Reputation: 1243
I have two large (> 100MB,several million lines each) XML files that are structured as follows.
<?xml version='1.0' encoding='UTF-8'?>
<index>
<doc id='0'>
<field name='PART' norm='-1' flags='Idfp--S--Ni08--------'>
<val>12345-678</val>
</field>
<field name='DESCRIPTION' norm='-1' flags='Idfp--S--Ni08--------'>
<val>Part XYX123 Description</val>
</field>
<field name='QTY' norm='-1' flags='Idfp--S--Ni08--------'>
<val>18</val>
</field>
<field name='VENDOR' norm='-1' flags='Idfp--S--Ni08--------'>
<val>ACME</val>
</field>
<field name='MFG' norm='-1' flags='Idfp--S--Ni08--------'>
<val></val>
</field>
</doc>
<doc id='1'>
<field name='PART' norm='124' flags='Idfp--S--Ni08--------'>
<val>ABCD-1234</val>
</field>
<field name='DESCRIPTION' norm='-1' flags='Idfp--S--Ni08--------'>
<val>PART ABCD Description</val>
</field>
<field name='QTY' norm='-1' flags='Idfp--S--Ni08--------'>
<val>4</val>
</field>
<field name='VENDOR' norm='-1' flags='Idfp--S--Ni08--------'>
<val></val>
</field>
<field name='MFG' norm='-1' flags='Idfp--S--Ni08--------'>
<val></val>
</field>
</doc>
</index>
I need to find items that are in one but not the other, and vice-versa. Initially, I only want to compare the attribute PART
value, but would like to also compare other values (Description, etc).

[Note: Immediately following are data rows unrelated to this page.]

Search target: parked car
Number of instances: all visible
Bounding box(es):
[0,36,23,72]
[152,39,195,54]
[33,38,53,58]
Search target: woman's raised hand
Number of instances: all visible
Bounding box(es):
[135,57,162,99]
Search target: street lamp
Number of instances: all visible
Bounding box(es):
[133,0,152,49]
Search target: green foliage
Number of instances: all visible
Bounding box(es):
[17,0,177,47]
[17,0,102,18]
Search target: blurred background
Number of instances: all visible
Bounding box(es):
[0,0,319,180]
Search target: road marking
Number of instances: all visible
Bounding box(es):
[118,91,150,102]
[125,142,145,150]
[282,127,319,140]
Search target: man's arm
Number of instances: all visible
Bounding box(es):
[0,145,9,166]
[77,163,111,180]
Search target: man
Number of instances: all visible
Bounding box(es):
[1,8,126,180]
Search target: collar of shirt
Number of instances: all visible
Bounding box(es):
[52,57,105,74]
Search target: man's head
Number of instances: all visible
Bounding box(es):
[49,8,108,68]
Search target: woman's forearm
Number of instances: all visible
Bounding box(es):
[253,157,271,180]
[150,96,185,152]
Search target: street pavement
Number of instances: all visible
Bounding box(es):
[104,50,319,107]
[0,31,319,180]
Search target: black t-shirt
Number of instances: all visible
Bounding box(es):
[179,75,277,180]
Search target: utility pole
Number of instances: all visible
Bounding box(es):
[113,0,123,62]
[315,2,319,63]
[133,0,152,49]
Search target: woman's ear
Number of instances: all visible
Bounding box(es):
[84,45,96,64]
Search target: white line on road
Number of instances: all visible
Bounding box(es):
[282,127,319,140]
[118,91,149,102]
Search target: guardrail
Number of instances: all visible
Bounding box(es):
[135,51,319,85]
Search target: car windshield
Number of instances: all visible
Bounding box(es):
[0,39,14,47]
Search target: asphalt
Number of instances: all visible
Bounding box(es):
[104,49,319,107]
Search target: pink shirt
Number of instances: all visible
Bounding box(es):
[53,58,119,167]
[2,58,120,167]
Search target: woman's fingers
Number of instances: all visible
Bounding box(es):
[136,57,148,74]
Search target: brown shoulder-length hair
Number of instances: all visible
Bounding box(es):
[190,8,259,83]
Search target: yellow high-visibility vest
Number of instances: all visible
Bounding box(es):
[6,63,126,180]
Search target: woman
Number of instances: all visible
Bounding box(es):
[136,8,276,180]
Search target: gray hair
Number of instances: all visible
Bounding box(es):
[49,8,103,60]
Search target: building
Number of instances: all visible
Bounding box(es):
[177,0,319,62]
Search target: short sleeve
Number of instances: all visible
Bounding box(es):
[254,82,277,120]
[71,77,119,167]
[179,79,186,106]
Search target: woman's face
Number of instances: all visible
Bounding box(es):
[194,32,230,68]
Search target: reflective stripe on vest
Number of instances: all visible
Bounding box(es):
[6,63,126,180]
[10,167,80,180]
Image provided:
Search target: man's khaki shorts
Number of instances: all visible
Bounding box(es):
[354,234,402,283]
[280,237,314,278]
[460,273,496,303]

I want to determine if what's in xmlfile1:
index/doc/field name=part/val - 12345-678
is also in xmlfile2. If not, write it out to a text/csv file.

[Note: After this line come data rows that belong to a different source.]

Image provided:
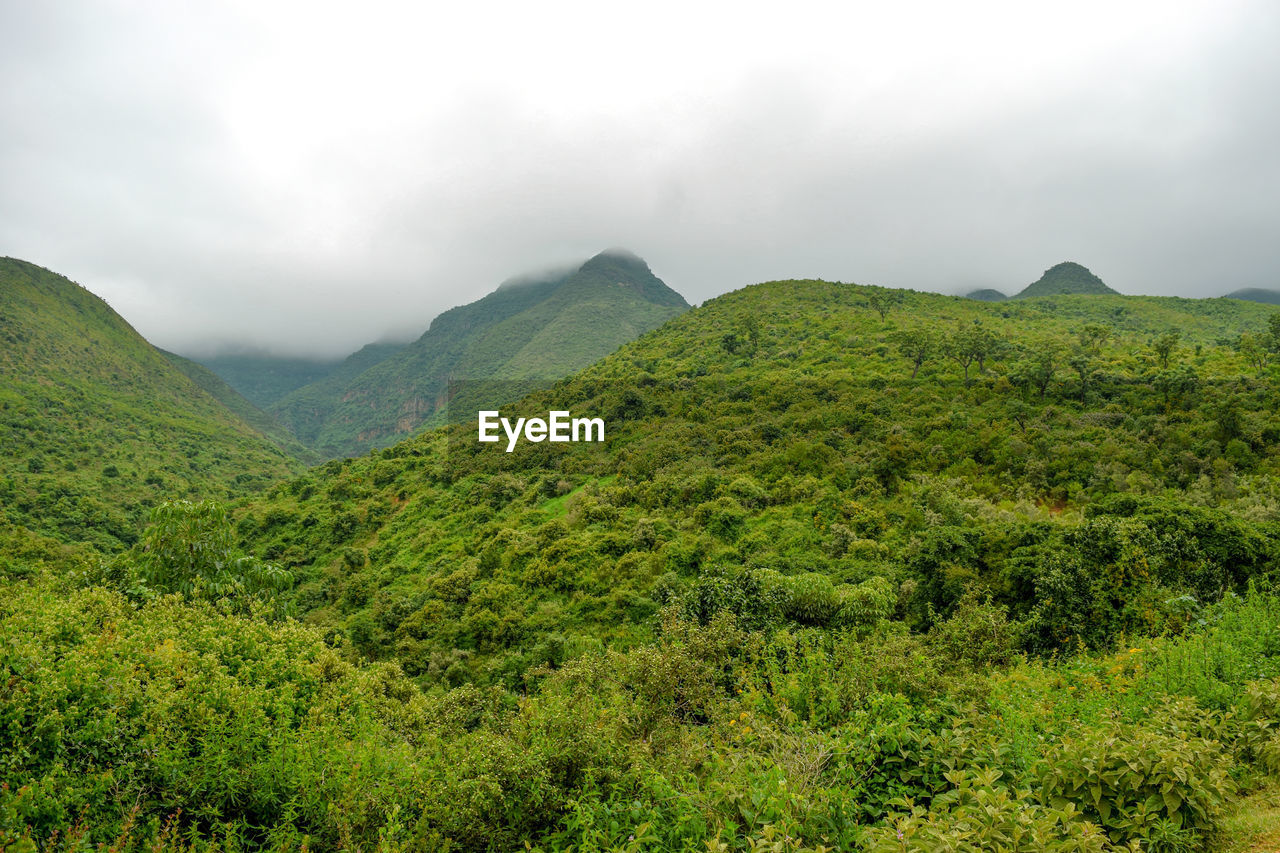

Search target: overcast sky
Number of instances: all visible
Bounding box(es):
[0,0,1280,355]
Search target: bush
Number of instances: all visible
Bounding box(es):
[1038,715,1233,853]
[863,768,1110,853]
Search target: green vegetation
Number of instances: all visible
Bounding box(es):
[269,250,689,459]
[965,287,1009,302]
[1010,261,1115,300]
[196,345,350,410]
[160,350,321,464]
[0,257,302,551]
[0,263,1280,853]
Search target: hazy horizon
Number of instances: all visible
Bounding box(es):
[0,0,1280,357]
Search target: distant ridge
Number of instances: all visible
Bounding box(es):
[0,257,302,552]
[1012,261,1119,300]
[268,248,689,459]
[1225,287,1280,305]
[964,287,1009,302]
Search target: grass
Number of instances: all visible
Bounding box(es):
[1213,779,1280,853]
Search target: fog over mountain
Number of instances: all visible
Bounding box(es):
[0,0,1280,356]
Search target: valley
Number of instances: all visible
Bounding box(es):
[0,258,1280,853]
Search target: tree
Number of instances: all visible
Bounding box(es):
[1151,330,1181,370]
[867,287,902,320]
[1009,341,1062,400]
[1235,332,1267,370]
[890,327,940,379]
[129,501,293,612]
[943,323,1001,386]
[1068,323,1111,402]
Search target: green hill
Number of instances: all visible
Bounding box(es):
[193,352,342,410]
[160,350,321,464]
[964,287,1009,302]
[269,250,689,457]
[0,263,1280,853]
[0,257,301,549]
[241,282,1280,681]
[1010,261,1115,300]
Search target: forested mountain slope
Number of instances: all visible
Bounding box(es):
[238,282,1280,684]
[1012,261,1115,300]
[192,352,343,410]
[0,257,302,549]
[160,350,321,464]
[270,250,687,457]
[0,274,1280,853]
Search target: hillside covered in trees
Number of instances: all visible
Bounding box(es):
[0,272,1280,853]
[237,250,689,459]
[0,257,303,551]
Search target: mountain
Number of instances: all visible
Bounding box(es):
[10,267,1280,853]
[964,287,1009,302]
[0,257,301,549]
[1011,261,1116,300]
[157,347,321,464]
[269,250,689,457]
[1226,287,1280,305]
[237,280,1280,685]
[192,352,342,409]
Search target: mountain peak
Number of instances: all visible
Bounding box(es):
[1014,261,1116,300]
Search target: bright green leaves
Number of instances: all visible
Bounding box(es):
[120,501,293,607]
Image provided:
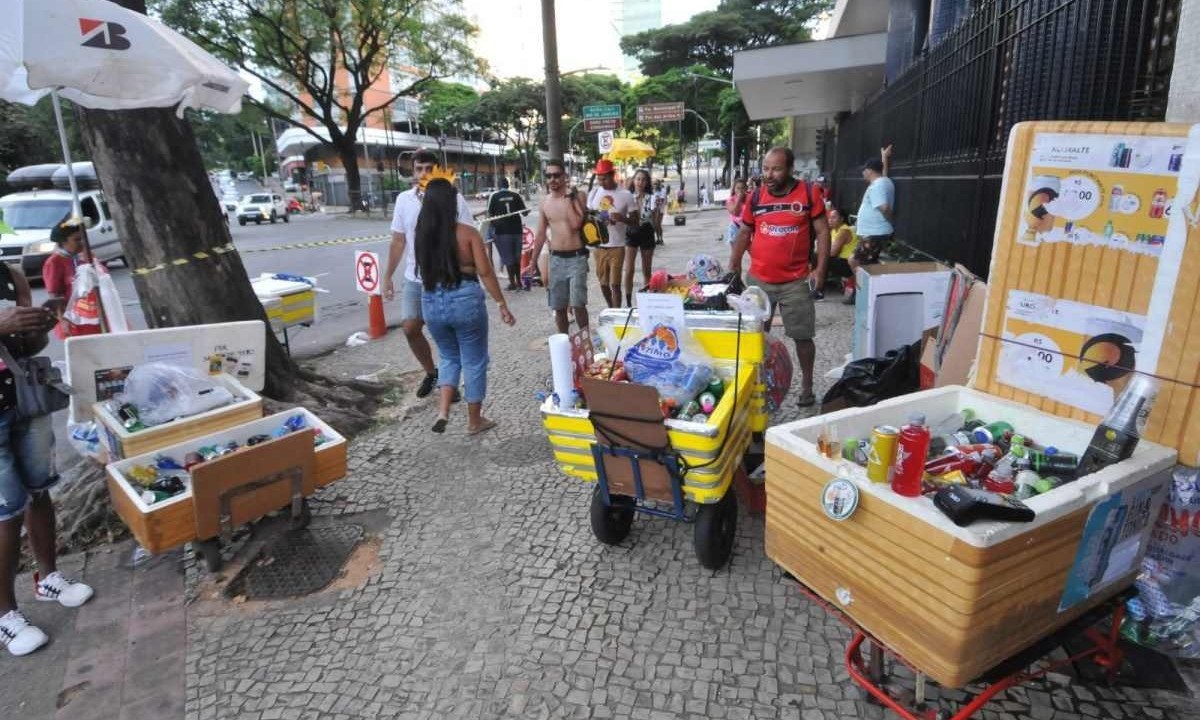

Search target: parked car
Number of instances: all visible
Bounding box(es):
[0,190,125,280]
[238,192,288,226]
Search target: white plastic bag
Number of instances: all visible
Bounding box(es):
[115,362,234,427]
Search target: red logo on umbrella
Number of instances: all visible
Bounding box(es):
[79,18,131,50]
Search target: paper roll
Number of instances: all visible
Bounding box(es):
[550,332,575,408]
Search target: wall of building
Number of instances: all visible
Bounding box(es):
[1166,0,1200,122]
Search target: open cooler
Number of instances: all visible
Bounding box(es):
[107,408,347,553]
[766,122,1200,686]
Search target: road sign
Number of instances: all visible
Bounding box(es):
[637,102,684,124]
[354,250,383,295]
[583,118,620,132]
[583,106,620,120]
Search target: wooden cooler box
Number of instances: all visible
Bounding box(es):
[91,373,263,460]
[767,122,1200,686]
[106,408,347,553]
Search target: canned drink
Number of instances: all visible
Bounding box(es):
[866,425,900,482]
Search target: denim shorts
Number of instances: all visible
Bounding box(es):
[0,410,59,522]
[400,277,425,323]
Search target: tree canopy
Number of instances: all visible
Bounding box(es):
[620,0,833,77]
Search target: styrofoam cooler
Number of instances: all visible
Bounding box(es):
[766,386,1176,686]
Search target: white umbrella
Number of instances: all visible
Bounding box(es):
[0,0,248,216]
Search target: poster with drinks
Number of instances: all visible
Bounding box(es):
[1018,133,1184,257]
[996,290,1146,415]
[1058,468,1171,612]
[996,132,1190,415]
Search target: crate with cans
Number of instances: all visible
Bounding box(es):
[766,122,1200,719]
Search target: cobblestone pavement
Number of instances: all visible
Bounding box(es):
[186,212,1195,720]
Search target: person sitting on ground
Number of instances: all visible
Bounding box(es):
[827,208,858,304]
[0,263,92,656]
[402,178,516,434]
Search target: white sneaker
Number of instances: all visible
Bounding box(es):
[0,610,50,656]
[34,570,95,607]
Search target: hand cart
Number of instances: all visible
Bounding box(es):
[542,311,767,570]
[793,578,1133,720]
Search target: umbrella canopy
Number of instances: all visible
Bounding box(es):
[605,138,655,161]
[0,0,248,114]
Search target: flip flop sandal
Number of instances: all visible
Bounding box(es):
[467,420,496,434]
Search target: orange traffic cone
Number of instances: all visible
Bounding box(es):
[367,295,388,340]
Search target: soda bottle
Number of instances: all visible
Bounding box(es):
[892,414,931,498]
[1079,374,1158,476]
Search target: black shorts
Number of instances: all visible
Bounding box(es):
[625,223,654,250]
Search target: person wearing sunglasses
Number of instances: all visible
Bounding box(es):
[533,160,588,332]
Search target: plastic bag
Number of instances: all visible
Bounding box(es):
[62,263,100,325]
[115,362,234,427]
[1122,466,1200,659]
[624,325,713,407]
[821,341,920,413]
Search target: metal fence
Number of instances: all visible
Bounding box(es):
[822,0,1180,276]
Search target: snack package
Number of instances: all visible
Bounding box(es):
[623,325,713,407]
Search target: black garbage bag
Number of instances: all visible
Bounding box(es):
[821,341,920,413]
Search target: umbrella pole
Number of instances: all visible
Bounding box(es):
[50,89,108,332]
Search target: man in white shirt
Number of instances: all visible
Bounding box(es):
[588,160,634,307]
[383,150,475,397]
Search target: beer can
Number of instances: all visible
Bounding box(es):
[866,425,900,482]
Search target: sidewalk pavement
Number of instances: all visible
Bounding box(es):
[0,212,1195,720]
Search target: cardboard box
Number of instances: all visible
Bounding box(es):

I've tried using Compare-Object
& Get-Content
, but one of the issues that I've encountered are the other attributes that are in each XML file. Both XML Files may have
index/doc/field name=part/val - 12345-678
but the difference is that xmlfile1 may have different values for the norm & flags attributes than xmlfile2. Which makes using Compare-Object
& Get-Content
flag everything.
Using Powershell, how would you make a compare ignore the "noise" attributes, but match on the <value>
only for the PART
attribute?
EDIT
To clarify - the second XML file would be nearly identical to the one shown. However - what could be different would be the <doc id='0'>
in either XML, the <field name='PART'
would be the same, but the other attributes norm='-1'
and flags='Idfp--S--Ni08--------'>
could be different in each. I would want to find the PART attribute, ignore the rest of the attributes in field
, and determine if the contents in <val>
exist in the second XML file.
Upvotes: 2
Views: 2478
Reputation: 54911
I would use the same type of solution as @TheMadTechnician's answer, but it does require a bit of memory (at least when you have big files). However there are ways to optimize it. You say it runs out of memory at Get-Content
. Get-Content
creates an object-array with a string per line. Since we're going to cast it to an xml-document anyways, we can read the file as a simple string which should save us alot of memory.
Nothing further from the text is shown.